O EXCELENTÍSSIMO SENHOR DESEMBARGADOR FEDERAL JOSÉ LUNARDELLI

Presentes os requisitos de admissibilidade, conheço das apelações interpostas por PAULO EDUARDO DA SILVA GOMES, SIDNEI BATISTA SFACIOTI e ANTONIO LIMA.

I - Antonio Lima - art. 29, §1º, III da Lei nº 9.605/98; art. 32 da Lei nº 9.605/98 e art. 296, §1º, III, do CP.

O apelante Antonio Lima foi condenado pela prática dos seguintes crimes:

 

Art. 29. Matar, perseguir, caçar, apanhar, utilizar espécimes da fauna silvestre, nativos ou em rota migratória, sem a devida permissão, licença ou autorização da autoridade competente, ou em desacordo com a obtida:

Pena - detenção de seis meses a um ano, e multa.
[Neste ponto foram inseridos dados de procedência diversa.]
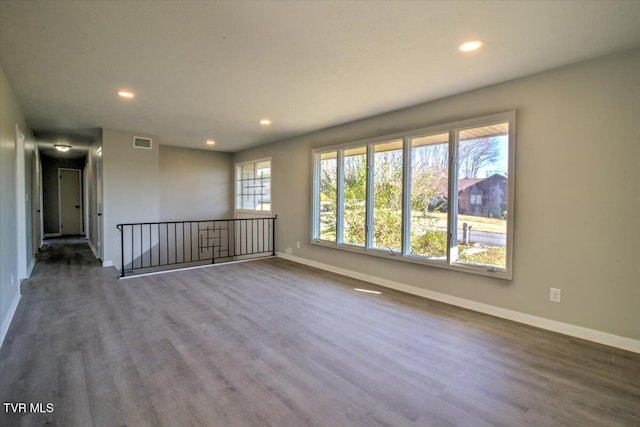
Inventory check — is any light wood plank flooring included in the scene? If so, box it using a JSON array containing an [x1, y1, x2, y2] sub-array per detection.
[[0, 244, 640, 427]]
§ 1º Incorre nas mesmas penas:

[...] III - quem vende, expõe à venda, exporta ou adquire, guarda, tem em cativeiro ou depósito, utiliza ou transporta ovos, larvas ou espécimes da fauna silvestre, nativa ou em rota migratória, bem como produtos e objetos dela oriundos, provenientes de criadouros não autorizados ou sem a devida permissão, licença ou autorização da autoridade competente.

 

Art. 32. Praticar ato de abuso, maus-tratos, ferir ou mutilar animais silvestres, domésticos ou domesticados, nativos ou exóticos:      

Pena - detenção, de três meses a um ano, e multa.

 

Art. 296 - Falsificar, fabricando-os ou alterando-os:

I - selo público destinado a autenticar atos oficiais da União, de Estado ou de Município;

II - selo ou sinal atribuído por lei a entidade de direito público, ou a autoridade, ou sinal público de tabelião:

Pena - reclusão, de dois a seis anos, e multa.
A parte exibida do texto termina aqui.